Published in final edited form as: Methods Mol Biol. 2009;568:261–279. doi: 10.1007/978-1-59745-280-9_17

Fig. 2.

Fig. 2

Simultaneous detection of Ho33342 and R123 transport. Flow cytometry was performed on the parental cell line K562 (bottom panels, human erythroleukemia) and the MDR1 transfectant K562-G185 (top panels). A gating strategy was used to analyze only singlet viable cells. Monoclonal antibody staining on separate aliquots revealed that parental K562 cells were ABCB1 (MDR1) negative and expressed a very small subpopulation of ABCG2+, low side scatter cells (0.08% of viable cells, top right). In contrast, the transfectant line K562-G158, which is maintained in the presence of 100 ng/mL vincristine, is uniformly positive for ABCB1, and expresses a small subpopulation of ABCG2+ cells identical to that of the parent cell line. Both cell lines were coincubated with Ho33342 and R123 in the absence and presence of MDR inhibitors. In the absence of inhibitors, only a minor subpopulation within the parental K562 exhibited the SP phenotype (3.36%), whereas almost all K562-G185 (ABCB1 transfected) cells transported Ho33342 (71% SP).

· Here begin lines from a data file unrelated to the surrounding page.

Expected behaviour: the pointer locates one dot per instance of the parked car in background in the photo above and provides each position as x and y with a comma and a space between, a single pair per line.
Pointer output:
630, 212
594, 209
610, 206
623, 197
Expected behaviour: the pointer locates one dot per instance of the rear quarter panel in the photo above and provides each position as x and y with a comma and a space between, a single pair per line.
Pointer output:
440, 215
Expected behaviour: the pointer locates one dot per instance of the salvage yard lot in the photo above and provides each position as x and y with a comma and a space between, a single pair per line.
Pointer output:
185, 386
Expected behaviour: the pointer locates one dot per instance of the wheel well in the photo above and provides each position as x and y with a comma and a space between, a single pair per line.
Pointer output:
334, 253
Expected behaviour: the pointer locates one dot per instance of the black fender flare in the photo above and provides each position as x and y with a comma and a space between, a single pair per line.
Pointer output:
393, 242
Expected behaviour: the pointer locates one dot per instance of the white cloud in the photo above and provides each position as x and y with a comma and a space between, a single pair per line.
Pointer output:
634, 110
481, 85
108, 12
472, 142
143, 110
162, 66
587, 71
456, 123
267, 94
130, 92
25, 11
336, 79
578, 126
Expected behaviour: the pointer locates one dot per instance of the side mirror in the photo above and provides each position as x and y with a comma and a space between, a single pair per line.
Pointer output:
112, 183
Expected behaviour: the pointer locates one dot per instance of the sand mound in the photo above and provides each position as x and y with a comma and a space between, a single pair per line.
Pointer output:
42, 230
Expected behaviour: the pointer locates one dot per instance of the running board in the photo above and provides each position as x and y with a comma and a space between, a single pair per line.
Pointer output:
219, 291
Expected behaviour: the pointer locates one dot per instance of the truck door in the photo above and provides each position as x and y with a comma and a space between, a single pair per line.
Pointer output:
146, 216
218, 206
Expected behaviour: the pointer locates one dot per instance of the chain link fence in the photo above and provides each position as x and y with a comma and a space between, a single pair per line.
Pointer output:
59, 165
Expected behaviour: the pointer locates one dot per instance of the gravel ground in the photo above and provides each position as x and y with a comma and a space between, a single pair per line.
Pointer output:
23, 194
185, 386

Addition of 5 μM cyclosporin A (CsA) abrogated transport in both cell lines. Vincristine had no effect on either cell line, whereas the ABCG2 specific inhibitor, fumitremorgin (1 μM), only inhibited Ho33342 transport in parental K562 (native ABCG2 mediated transport) and had no effect on Ho33342 transport through ABCB1. Verapamil (50 μM, a MDR nonspecific inhibitor) blocked SP phenotype in both cell lines. R123 transport was limited to cells with ABCB1 expression (K562-G185 only), the parental K562 had no constitutive ABCB1 activity or expression. The R123 dull phenotype was reversed by the addition of either CsA or verapamil but was not blocked by the addition of ABCG2-specific inhibitor fumitremorgin.